Dalam penyaluran ini, Bakti BCA bekerja sama dengan Tentara Nasional Indonesia (TNI). Bantuan diberikan di Posko Pengungsi Jalan Pancar, Kelurahan Hamdan, Kecamatan Medan Maimun, serta Posko Bersama di Koramil 09 Kebun Lada, Kecamatan Hinai, Langkat. Dari titik tersebut, distribusi bantuan dilanjutkan hingga ke Kecamatan Tanjungpura.
EVP Corporate Communication & Social Responsibility BCA, Hera F. Haryn, menyerahkan bantuan berupa 550 dus air mineral, 70 dus mi instan, 912 bungkus biskuit, 4.200 tablet obat-obatan dan multivitamin, hingga 100 botol minyak kayu putih.

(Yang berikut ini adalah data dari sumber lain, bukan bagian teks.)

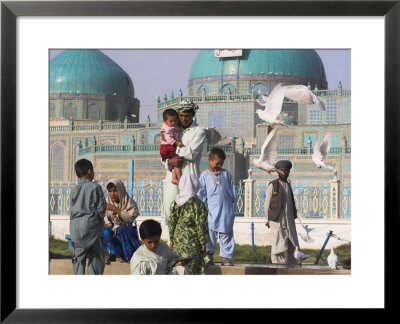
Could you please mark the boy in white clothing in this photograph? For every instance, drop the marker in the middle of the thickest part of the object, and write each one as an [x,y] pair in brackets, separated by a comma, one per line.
[153,257]
[170,141]
[217,192]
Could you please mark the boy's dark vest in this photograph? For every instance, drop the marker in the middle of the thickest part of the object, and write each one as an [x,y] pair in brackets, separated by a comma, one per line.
[275,205]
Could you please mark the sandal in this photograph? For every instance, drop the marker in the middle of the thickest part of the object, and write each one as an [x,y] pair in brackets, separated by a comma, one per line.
[227,262]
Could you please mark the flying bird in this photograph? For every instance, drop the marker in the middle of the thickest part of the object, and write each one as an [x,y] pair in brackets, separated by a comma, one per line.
[332,259]
[269,153]
[302,94]
[321,151]
[273,106]
[305,236]
[273,102]
[300,256]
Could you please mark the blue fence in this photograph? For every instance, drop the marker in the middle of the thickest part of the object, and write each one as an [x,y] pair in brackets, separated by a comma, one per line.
[310,201]
[345,208]
[149,198]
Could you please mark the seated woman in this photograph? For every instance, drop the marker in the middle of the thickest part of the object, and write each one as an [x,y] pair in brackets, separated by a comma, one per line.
[120,237]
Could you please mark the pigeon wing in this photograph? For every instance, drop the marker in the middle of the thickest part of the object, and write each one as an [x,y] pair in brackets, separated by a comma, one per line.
[325,146]
[317,156]
[275,101]
[299,93]
[319,102]
[269,150]
[262,100]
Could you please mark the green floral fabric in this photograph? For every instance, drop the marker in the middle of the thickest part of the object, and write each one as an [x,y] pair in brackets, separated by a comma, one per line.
[188,229]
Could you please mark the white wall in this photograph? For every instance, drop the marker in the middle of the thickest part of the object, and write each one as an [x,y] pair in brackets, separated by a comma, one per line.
[242,230]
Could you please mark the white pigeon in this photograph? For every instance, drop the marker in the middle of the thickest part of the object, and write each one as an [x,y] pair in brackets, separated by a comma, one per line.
[268,154]
[321,151]
[300,256]
[305,236]
[302,94]
[332,259]
[273,106]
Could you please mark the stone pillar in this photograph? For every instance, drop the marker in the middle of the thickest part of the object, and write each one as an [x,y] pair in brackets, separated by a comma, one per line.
[248,197]
[334,198]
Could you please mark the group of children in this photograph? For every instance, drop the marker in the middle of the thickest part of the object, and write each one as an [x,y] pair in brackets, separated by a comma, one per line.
[202,213]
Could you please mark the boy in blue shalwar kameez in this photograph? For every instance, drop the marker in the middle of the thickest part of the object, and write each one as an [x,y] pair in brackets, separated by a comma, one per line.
[217,192]
[88,207]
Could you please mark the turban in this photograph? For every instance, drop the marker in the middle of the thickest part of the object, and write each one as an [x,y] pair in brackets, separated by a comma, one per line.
[186,105]
[283,164]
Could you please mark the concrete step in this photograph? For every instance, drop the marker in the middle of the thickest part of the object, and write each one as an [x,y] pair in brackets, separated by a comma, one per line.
[64,267]
[274,269]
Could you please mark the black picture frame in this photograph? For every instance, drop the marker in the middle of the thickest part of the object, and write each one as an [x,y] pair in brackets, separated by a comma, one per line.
[10,10]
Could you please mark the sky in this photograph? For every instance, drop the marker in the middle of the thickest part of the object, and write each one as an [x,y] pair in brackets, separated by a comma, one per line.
[158,72]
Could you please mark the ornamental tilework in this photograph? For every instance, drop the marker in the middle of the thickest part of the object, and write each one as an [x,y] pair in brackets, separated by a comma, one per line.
[331,114]
[238,119]
[347,167]
[335,138]
[287,140]
[303,114]
[345,111]
[57,163]
[215,119]
[315,117]
[143,164]
[309,135]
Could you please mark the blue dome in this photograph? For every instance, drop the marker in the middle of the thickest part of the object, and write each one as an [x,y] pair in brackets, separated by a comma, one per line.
[88,71]
[304,63]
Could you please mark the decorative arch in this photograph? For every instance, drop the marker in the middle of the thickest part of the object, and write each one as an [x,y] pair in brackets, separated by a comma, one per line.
[52,110]
[259,89]
[57,163]
[202,90]
[93,111]
[70,110]
[113,113]
[228,89]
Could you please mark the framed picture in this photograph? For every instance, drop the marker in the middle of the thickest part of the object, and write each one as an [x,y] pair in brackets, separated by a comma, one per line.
[28,294]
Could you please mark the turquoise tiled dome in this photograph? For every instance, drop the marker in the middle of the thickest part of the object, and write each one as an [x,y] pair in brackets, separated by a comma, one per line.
[88,71]
[303,63]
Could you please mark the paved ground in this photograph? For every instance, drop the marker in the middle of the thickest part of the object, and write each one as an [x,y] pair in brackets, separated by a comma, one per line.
[64,267]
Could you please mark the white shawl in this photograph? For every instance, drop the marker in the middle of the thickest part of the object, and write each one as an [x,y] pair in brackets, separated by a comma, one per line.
[189,185]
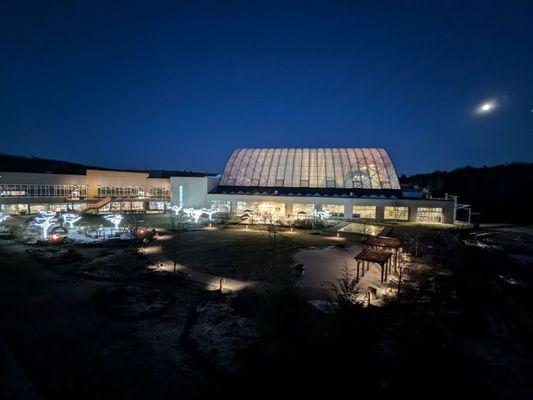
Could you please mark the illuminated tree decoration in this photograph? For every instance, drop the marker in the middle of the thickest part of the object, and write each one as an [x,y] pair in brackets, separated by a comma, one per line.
[45,220]
[3,217]
[70,219]
[209,212]
[193,213]
[321,214]
[115,219]
[176,209]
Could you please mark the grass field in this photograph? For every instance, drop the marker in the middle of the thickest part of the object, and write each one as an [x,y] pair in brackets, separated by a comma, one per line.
[246,254]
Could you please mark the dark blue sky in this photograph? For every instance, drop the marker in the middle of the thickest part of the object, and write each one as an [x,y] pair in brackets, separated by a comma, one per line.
[179,85]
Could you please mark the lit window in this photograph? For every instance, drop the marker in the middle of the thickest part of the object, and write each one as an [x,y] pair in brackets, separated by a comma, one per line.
[397,213]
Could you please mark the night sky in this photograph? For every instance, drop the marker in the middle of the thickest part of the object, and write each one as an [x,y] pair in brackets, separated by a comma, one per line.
[179,85]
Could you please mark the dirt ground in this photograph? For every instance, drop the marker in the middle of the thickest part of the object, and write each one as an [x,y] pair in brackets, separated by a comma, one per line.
[80,335]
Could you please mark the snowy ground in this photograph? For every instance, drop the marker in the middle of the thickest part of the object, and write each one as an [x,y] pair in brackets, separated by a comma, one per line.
[325,266]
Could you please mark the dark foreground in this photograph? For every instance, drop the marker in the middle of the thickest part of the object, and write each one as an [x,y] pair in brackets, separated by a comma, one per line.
[461,327]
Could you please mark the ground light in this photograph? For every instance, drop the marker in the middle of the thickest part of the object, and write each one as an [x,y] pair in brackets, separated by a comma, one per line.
[70,219]
[3,217]
[209,212]
[45,220]
[115,219]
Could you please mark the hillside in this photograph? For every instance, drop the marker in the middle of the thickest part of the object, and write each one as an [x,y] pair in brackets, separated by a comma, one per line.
[10,163]
[502,193]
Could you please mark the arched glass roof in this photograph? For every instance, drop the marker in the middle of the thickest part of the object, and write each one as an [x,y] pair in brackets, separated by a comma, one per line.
[346,168]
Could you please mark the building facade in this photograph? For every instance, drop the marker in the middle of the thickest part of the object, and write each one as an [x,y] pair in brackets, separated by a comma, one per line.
[288,184]
[97,191]
[274,184]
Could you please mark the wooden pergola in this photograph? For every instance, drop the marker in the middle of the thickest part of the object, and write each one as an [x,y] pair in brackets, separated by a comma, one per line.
[372,255]
[392,245]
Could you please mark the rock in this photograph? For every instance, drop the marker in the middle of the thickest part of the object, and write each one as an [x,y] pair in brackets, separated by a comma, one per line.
[221,335]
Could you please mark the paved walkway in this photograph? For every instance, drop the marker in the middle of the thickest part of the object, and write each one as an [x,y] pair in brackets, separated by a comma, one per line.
[155,253]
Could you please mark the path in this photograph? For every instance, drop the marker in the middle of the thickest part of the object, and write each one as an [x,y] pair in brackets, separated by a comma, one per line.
[155,253]
[324,266]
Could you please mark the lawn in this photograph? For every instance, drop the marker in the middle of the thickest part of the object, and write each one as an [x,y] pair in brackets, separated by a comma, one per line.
[246,254]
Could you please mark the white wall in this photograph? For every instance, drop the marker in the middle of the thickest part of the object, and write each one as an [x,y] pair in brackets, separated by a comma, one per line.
[195,190]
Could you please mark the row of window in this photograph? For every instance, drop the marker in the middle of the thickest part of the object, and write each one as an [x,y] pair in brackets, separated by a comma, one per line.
[77,207]
[133,191]
[305,211]
[33,190]
[35,208]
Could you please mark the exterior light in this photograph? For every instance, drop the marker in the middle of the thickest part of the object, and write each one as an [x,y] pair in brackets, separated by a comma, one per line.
[209,212]
[115,219]
[321,214]
[3,217]
[70,219]
[193,213]
[176,209]
[45,220]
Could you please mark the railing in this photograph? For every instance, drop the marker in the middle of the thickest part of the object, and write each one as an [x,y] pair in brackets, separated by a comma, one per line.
[98,204]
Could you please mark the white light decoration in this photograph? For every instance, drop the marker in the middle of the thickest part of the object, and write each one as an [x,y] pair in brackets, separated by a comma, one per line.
[209,212]
[321,214]
[193,213]
[176,209]
[115,219]
[45,220]
[70,219]
[3,217]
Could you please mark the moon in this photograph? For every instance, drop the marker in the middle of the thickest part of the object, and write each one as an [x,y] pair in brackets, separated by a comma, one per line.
[486,107]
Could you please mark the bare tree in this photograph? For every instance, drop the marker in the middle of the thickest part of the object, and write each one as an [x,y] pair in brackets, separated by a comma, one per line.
[399,274]
[345,287]
[177,224]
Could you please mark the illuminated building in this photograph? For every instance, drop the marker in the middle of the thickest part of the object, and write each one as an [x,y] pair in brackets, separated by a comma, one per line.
[96,191]
[283,184]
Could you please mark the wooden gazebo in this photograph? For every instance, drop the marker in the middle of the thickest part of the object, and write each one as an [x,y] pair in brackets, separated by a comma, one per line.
[391,245]
[378,256]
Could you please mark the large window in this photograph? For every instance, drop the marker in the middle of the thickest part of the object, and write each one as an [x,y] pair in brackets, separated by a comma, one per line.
[270,212]
[397,213]
[263,212]
[222,206]
[132,191]
[336,210]
[35,208]
[35,190]
[302,211]
[14,208]
[364,212]
[426,214]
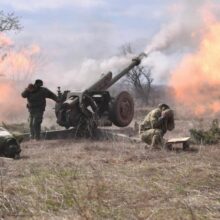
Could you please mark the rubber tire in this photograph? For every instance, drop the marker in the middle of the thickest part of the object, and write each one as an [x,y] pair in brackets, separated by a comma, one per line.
[116,112]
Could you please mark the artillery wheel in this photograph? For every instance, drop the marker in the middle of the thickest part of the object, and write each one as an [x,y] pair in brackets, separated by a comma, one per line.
[122,110]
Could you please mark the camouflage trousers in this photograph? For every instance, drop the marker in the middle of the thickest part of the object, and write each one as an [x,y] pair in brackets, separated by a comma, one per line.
[35,120]
[153,137]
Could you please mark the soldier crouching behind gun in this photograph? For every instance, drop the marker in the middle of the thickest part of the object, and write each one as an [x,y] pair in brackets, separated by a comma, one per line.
[36,97]
[155,125]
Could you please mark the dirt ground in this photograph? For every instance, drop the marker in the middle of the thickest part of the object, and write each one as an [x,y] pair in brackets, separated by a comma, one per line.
[85,179]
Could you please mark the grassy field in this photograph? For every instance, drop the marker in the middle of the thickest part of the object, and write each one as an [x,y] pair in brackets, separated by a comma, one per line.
[109,180]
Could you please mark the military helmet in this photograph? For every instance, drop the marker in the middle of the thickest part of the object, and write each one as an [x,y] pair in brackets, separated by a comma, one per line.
[168,114]
[39,82]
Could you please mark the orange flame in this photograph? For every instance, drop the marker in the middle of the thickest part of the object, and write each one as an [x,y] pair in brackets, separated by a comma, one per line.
[16,67]
[196,81]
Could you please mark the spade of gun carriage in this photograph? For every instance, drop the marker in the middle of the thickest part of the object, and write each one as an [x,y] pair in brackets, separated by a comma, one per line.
[93,107]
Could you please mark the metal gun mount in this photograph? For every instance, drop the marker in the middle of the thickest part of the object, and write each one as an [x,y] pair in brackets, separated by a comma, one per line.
[94,107]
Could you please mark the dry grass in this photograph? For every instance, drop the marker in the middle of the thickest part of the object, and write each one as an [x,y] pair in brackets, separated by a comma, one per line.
[99,180]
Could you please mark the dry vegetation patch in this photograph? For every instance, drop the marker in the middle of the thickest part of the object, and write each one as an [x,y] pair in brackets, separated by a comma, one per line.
[109,180]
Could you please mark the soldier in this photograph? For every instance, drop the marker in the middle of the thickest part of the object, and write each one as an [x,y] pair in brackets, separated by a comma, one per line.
[156,124]
[9,144]
[36,96]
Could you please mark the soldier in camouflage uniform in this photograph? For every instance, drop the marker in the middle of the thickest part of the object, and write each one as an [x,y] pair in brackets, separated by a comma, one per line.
[36,96]
[9,145]
[156,124]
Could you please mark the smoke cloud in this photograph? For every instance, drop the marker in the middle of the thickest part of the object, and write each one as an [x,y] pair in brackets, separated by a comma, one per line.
[17,67]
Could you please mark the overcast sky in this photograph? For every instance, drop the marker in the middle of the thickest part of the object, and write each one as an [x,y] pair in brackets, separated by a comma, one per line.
[72,31]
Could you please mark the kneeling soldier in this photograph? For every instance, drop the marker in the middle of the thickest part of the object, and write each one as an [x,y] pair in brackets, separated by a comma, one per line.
[9,145]
[156,124]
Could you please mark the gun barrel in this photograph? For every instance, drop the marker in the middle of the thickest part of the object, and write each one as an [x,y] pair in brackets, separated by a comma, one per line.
[135,62]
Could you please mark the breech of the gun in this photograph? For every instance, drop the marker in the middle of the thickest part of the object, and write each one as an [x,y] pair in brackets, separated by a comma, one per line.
[71,102]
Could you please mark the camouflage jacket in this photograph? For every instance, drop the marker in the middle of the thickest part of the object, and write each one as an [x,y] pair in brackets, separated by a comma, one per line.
[37,98]
[9,145]
[153,120]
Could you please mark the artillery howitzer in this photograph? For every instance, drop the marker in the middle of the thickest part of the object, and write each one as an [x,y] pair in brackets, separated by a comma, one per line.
[94,107]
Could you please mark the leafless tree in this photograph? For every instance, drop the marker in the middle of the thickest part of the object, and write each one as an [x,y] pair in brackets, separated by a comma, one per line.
[9,21]
[139,77]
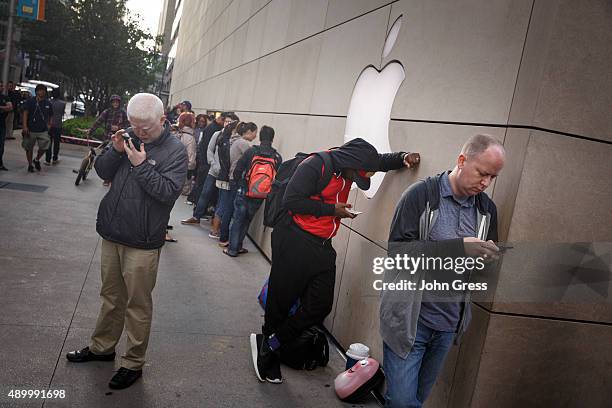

“BCA turut berempati dan berduka atas musibah yang terjadi di Sumatera. Kami berharap bantuan ini dapat meringankan beban masyarakat,” ujar Hera, Selasa (2/12/2025).
Sebelumnya, Bakti BCA bersama TNI juga mengirim bantuan kemanusiaan untuk korban banjir di Aceh dan Sumatera Utara, termasuk Sibolga, melalui pengiriman logistik dari Lanud Halim Perdanakusuma. Bantuan mencakup sembako, air mineral, selimut, popok balita, obat, multivitamin, tenda hingga tempat tidur portabel.
Menteri Sosial Saifullah Yusuf mengungkapkan bahwa pemerintah tengah menyiapkan hunian sementara bagi korban banjir bandang dan tanah longsor di tiga provinsi: Aceh, Sumatera Utara, dan Sumatera Barat. Data terbaru menunjukkan lebih dari satu juta warga mengungsi.
“Setelah kondisi darurat mereda, hunian sementara dan hunian tetap akan dibangun. BNPB sedang melakukan pemetaan dan perencanaan,” jelas Saifullah.